Chronique Ovine du Sud-Est :

Le drone en élevage pastoral : pour qui, pour quoi ?

Après plus de trois ans d’essais dans le projet ICAERUS dont la ferme de Carmejane a soutenu les tests, l’Institut de l’Élevage (Idele) dresse un constat clair : le drone fonctionne, mais il n’apporte pas la même valeur partout. La vraie question n’est pas “est-ce que ça marche ?”, mais quand est-ce que ça fait gagner quelque chose ? Et notamment dans les systèmes pastoraux.

Matériel et réglementation : choisir, c’est déjà cadrer l’usage

Sur le marché, trois familles se distinguent.

  • Les drones légers, sans zoom servent d’abord à prendre de la hauteur et offrir une vue globale.
  • Les modèles avec zoom deviennent de vraies jumelles volantes : on garde une vue d’ensemble, mais on peut aussi observer un point précis à distance.
  • Les drones haut de gamme (zoom puissant, parfois caméra thermique, ou étanche) sont impressionnants de performances mais leur coût ne justifie que rarement pour un usage individuel… le mutualiser ?

Pour choisir, appuyez-vous sur des comparatifs et sur un éventuel distributeur local.

Reste le cadre de vol : la réglementation impose notamment le vol à vue et, selon les zones, peut aussi contraindre la hauteur. En pratique, pour “voir loin” sans multiplier les déplacements et redécollages, le zoom devient vite un critère déterminant. Pour tout comprendre des limites locales (zones, hauteurs, contraintes), vous pouvez démarrer avec le « guide pratique du drone en élevage” d’Idele.

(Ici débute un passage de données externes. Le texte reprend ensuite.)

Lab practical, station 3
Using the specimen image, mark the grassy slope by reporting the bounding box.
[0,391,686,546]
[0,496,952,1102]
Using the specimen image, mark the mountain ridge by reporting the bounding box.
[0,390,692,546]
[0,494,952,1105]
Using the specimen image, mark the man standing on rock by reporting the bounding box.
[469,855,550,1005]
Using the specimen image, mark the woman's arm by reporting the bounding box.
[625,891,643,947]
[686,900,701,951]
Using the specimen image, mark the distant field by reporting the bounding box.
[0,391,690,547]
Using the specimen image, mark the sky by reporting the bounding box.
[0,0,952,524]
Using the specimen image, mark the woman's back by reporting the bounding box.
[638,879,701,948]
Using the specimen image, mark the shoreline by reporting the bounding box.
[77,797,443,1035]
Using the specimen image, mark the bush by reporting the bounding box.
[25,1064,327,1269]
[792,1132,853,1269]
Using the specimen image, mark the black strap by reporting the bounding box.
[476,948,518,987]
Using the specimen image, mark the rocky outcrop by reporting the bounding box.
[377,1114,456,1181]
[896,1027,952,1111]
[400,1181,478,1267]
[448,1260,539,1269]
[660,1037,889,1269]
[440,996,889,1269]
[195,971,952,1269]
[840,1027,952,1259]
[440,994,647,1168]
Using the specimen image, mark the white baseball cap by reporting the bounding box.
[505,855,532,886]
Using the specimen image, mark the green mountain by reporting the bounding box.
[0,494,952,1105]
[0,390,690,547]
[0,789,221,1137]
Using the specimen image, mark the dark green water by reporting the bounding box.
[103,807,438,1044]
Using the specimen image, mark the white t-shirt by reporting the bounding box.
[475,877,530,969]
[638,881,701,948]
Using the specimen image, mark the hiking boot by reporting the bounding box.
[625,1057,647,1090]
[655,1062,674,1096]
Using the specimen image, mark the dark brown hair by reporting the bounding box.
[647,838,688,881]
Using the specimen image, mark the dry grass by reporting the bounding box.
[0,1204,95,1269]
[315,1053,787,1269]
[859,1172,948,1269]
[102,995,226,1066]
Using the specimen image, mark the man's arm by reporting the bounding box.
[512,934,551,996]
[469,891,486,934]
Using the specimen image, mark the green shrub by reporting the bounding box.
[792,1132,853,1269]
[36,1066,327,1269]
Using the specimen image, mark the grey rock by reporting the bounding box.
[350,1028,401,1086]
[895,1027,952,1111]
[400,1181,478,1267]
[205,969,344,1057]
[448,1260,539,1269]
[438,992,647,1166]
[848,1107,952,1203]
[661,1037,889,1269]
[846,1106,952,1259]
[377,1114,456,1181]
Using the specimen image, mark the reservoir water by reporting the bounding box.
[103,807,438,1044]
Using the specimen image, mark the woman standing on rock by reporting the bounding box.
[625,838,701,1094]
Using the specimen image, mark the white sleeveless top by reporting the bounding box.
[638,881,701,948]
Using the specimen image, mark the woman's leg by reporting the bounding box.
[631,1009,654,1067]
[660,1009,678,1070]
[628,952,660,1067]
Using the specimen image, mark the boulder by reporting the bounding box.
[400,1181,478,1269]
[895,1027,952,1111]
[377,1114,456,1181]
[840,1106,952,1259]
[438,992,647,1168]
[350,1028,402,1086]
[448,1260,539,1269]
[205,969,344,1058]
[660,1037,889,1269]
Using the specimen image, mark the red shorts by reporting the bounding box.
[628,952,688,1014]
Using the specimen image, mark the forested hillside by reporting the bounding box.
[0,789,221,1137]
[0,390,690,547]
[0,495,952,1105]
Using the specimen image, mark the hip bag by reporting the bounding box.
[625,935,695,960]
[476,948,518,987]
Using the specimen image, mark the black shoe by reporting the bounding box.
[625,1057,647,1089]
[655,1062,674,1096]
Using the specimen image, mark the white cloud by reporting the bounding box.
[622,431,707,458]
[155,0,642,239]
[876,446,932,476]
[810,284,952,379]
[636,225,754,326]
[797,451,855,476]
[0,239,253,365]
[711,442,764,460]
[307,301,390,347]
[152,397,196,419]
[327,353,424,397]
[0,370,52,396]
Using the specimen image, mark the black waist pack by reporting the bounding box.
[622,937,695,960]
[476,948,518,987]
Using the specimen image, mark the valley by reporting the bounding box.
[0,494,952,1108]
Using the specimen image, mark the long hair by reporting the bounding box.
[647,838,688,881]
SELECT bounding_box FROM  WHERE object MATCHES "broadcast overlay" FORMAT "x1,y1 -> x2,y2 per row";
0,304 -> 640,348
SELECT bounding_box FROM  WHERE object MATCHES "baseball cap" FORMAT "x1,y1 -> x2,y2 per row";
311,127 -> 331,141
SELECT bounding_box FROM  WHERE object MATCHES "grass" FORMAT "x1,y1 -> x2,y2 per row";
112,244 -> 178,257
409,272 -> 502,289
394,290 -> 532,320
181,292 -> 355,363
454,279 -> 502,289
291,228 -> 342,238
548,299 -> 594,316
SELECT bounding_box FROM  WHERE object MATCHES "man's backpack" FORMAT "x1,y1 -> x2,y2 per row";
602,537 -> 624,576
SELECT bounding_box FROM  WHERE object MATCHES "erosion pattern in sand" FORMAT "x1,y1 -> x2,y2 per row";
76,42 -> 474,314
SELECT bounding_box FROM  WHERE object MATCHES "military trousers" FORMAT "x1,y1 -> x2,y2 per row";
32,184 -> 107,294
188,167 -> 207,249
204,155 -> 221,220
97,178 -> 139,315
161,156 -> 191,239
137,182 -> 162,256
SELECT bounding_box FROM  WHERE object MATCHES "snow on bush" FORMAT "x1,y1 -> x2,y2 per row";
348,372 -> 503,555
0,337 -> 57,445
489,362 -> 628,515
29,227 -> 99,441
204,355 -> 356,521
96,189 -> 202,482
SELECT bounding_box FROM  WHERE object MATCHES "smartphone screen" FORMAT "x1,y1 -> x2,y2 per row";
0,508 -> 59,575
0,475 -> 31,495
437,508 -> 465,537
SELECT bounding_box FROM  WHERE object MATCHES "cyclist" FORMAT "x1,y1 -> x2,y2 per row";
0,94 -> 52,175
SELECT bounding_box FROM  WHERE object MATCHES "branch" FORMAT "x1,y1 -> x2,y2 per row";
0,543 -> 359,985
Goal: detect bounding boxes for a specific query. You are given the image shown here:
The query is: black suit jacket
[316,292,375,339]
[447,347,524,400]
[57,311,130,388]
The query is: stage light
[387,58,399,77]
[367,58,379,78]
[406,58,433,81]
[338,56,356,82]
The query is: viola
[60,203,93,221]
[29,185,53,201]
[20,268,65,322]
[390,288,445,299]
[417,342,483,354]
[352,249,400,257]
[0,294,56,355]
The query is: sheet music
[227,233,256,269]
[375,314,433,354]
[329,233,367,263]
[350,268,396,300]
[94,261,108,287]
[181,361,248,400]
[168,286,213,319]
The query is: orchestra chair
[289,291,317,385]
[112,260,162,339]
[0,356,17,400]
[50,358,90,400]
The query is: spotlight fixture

Les prérequis : ce qui rend le drone vraiment utilisable

Un drone paraît simple. Sur le terrain, il n’est utile que s’il est prêt, rapide à sortir et maîtrisé. Trois indispensables : un minimum d’entraînement (décollage, atterrissage, différentes trajectoires, appropriation des risques dans le paysage et des réactions des animaux), la connaissance des règles (formation et certification en ligne ici), un matériel toujours opérationnel (batteries chargées, stockage accessible).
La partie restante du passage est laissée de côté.